To keep the TSX competitive, Acura has added five horsepower and given its crisp-looking entry sedan a mild exterior freshening. We think this is enough to keep the TSX in the hunt with Audi, BMW, Lexus, and Mercedes – especially at its $28,505 entry price (including $615 destination fee). The refreshed TSX lands right into the mix in terms of power, and the massaged bodywork gives the TSX a sportier and more aggressive appeal.

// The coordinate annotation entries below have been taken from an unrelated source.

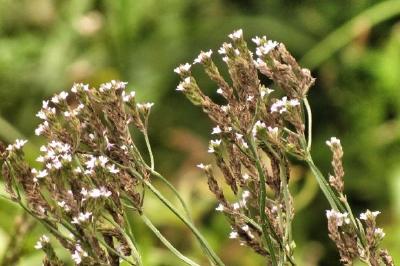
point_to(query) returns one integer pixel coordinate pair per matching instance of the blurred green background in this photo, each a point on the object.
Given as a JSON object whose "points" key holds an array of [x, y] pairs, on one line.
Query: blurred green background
{"points": [[352, 48]]}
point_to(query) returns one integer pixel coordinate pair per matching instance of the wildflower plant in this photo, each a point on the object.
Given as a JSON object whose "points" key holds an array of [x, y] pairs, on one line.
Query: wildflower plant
{"points": [[91, 176], [257, 132]]}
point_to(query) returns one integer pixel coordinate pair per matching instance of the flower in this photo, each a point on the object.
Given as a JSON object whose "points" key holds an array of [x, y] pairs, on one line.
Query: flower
{"points": [[224, 49], [43, 240], [369, 215], [266, 47], [258, 126], [127, 97], [236, 34], [112, 169], [333, 141], [258, 41], [265, 91], [233, 235], [203, 56], [338, 217], [283, 104], [213, 145], [19, 143], [183, 68], [220, 208], [82, 217], [216, 130]]}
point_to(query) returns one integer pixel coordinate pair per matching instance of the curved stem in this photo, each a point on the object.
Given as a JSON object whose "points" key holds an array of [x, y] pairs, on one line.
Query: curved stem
{"points": [[309, 123], [265, 221], [215, 259], [146, 138], [175, 191], [166, 242], [129, 237]]}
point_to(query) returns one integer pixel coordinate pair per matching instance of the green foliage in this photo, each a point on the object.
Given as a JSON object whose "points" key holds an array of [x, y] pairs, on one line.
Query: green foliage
{"points": [[46, 45]]}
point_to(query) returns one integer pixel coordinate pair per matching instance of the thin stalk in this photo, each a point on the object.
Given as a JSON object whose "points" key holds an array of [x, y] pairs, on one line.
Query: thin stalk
{"points": [[326, 189], [115, 252], [175, 191], [264, 219], [215, 259], [285, 188], [166, 242], [136, 254], [146, 139], [309, 123]]}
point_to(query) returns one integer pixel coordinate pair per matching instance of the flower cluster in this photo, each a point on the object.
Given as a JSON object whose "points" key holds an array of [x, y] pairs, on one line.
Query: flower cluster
{"points": [[257, 135], [81, 184]]}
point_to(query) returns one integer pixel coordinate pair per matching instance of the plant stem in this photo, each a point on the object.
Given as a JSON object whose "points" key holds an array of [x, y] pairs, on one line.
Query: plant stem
{"points": [[175, 191], [215, 259], [146, 138], [166, 242], [309, 123], [264, 219]]}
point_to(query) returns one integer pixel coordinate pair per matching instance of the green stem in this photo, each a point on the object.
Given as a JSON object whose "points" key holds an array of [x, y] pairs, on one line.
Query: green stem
{"points": [[146, 138], [166, 242], [326, 189], [175, 191], [309, 123], [265, 221], [128, 237], [216, 260]]}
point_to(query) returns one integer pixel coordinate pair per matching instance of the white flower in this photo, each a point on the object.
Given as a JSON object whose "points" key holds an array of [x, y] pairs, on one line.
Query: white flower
{"points": [[42, 241], [63, 95], [266, 47], [82, 217], [233, 235], [41, 173], [127, 97], [220, 208], [78, 254], [369, 214], [225, 108], [258, 126], [265, 91], [41, 128], [236, 34], [282, 105], [258, 41], [203, 56], [103, 160], [42, 115], [216, 130], [224, 48], [246, 194], [19, 143], [379, 232], [97, 193], [113, 169], [338, 217], [214, 144], [202, 166], [333, 141], [182, 68], [180, 87]]}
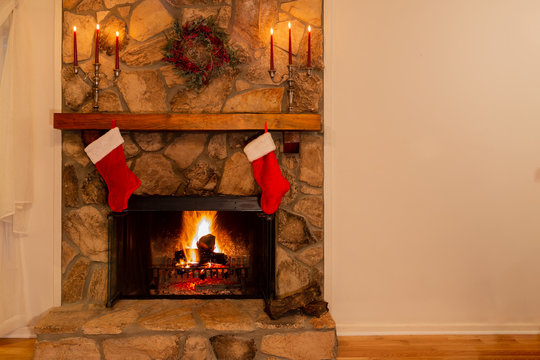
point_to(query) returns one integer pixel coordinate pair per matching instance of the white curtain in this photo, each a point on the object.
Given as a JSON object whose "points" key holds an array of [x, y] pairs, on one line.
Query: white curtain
{"points": [[15, 163]]}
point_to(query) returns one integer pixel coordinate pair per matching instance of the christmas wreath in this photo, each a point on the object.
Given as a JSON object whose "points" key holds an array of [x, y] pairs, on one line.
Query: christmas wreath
{"points": [[199, 50]]}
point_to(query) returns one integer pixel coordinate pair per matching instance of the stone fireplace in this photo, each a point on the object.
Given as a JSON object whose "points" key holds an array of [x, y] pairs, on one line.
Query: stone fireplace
{"points": [[189, 165]]}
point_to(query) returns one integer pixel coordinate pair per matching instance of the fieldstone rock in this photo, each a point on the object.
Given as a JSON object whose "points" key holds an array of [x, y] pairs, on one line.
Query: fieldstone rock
{"points": [[202, 178], [111, 323], [259, 101], [124, 11], [217, 146], [158, 347], [224, 315], [68, 254], [227, 347], [259, 63], [290, 161], [63, 320], [312, 208], [171, 76], [324, 321], [169, 319], [107, 35], [75, 90], [308, 93], [197, 348], [142, 26], [317, 60], [209, 99], [222, 14], [311, 160], [311, 256], [86, 28], [112, 3], [149, 141], [100, 15], [73, 283], [186, 148], [70, 348], [90, 5], [242, 85], [143, 91], [286, 322], [180, 3], [70, 184], [246, 22], [293, 232], [130, 148], [97, 289], [87, 228], [93, 189], [307, 345], [281, 36], [144, 54], [237, 178], [268, 12], [108, 101], [156, 174], [304, 189], [290, 196], [69, 4], [290, 275], [309, 11]]}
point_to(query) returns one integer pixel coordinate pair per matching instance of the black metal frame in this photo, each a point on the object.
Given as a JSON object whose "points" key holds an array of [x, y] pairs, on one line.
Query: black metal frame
{"points": [[118, 228]]}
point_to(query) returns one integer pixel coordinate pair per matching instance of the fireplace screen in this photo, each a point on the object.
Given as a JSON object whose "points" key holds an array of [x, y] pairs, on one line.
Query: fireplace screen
{"points": [[177, 247]]}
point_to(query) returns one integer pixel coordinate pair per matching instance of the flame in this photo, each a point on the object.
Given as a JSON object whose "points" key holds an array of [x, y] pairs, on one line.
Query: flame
{"points": [[196, 224]]}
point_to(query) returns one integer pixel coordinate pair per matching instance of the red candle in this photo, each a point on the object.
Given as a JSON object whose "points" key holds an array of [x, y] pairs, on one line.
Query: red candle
{"points": [[96, 53], [117, 63], [75, 62], [271, 49], [290, 45], [309, 46]]}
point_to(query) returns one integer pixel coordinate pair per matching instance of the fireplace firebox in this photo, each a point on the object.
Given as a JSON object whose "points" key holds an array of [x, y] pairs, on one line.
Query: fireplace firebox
{"points": [[191, 247]]}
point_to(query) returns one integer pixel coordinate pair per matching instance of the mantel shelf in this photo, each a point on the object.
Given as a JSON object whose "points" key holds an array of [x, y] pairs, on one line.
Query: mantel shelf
{"points": [[187, 122]]}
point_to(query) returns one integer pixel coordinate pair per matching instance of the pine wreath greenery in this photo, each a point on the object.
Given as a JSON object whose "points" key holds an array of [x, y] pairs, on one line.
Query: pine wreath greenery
{"points": [[199, 50]]}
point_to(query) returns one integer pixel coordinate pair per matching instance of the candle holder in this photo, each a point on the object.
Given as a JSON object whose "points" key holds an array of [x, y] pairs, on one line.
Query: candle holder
{"points": [[95, 77], [289, 78]]}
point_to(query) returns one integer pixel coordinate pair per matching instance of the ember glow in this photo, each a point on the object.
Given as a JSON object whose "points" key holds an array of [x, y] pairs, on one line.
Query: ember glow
{"points": [[196, 224]]}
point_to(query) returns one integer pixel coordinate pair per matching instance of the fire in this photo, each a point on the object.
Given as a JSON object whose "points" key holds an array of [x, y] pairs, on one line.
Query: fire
{"points": [[196, 224]]}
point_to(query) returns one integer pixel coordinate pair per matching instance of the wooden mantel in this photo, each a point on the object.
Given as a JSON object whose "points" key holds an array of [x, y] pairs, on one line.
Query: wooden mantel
{"points": [[187, 122]]}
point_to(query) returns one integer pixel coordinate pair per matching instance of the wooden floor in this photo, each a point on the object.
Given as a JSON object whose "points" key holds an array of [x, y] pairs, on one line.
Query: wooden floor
{"points": [[439, 347], [16, 349]]}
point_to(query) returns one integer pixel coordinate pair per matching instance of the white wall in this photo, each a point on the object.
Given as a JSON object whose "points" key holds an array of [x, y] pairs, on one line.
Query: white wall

Making a compelling case for itself, the 2006 Acura TSX does everything an entry-level luxury car should, and does it well. However, it doesn’t excel in any particular category. Unlike the competition, you can’t get a V6 or AWD by spending a little extra cash. Aside from the value it possesses, no singularly spectacular characteristic sets it apart from the rest of the class, making it the stealth car of the entry-level luxury class and a great choice for those that like to fly below the radar. Unfortunately for Acura, most entry-luxury car buyers want to proclaim to the world that they’re on the fast-track to success.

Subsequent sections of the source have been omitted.